Azalea is not alone in pursuing in vivo CAR-T. MagicRNA Biotech published first-in-human data in the New England Journal of Medicine showing its lipid nanoparticle-delivered mRNA approach achieved B cell clearance in lupus patients. Aera Therapeutics has nominated its own candidate, AERA-109, and targets a Phase I start in mid-2026. Capstan Therapeutics published preclinical data in Science demonstrating targeted lipid nanoparticle reprogramming of T cells in non-human primates.

The approaches differ in important ways. MagicRNA and Capstan use lipid nanoparticles that deliver transient mRNA — the CAR expression fades as the mRNA degrades, making the therapy potentially repeatable but short-lived.

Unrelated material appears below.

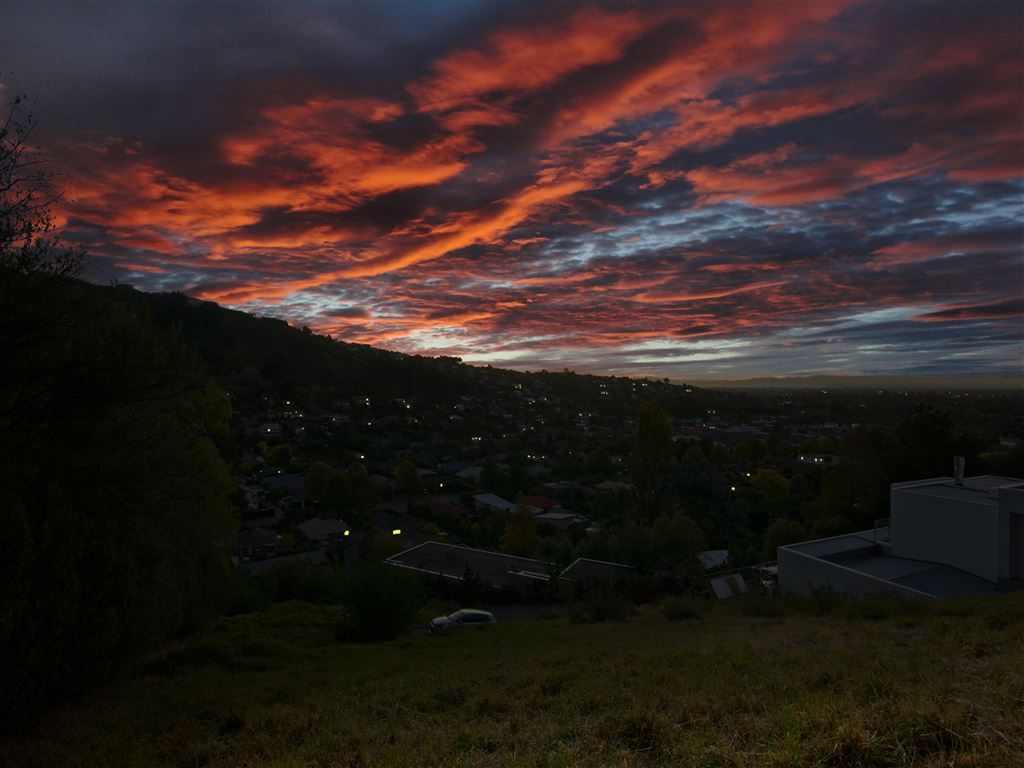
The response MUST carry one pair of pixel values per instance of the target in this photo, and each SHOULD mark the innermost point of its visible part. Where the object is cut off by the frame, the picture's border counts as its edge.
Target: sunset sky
(682, 189)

Azalea’s EDV/AAV system integrates the CAR permanently into the genome at a specific locus, aiming for durable, one-time treatment more analogous to conventional CAR-T, as described by STAT.

Azalea Therapeutics, based in Berkeley, California, was co-founded by Eyquem, Jenny Hamilton (who serves as president and CEO), and Nobel laureate Jennifer Doudna, who pioneered the CRISPR-Cas9 gene-editing technology. The company launched in November 2025 with $82 million in financing, according to STAT.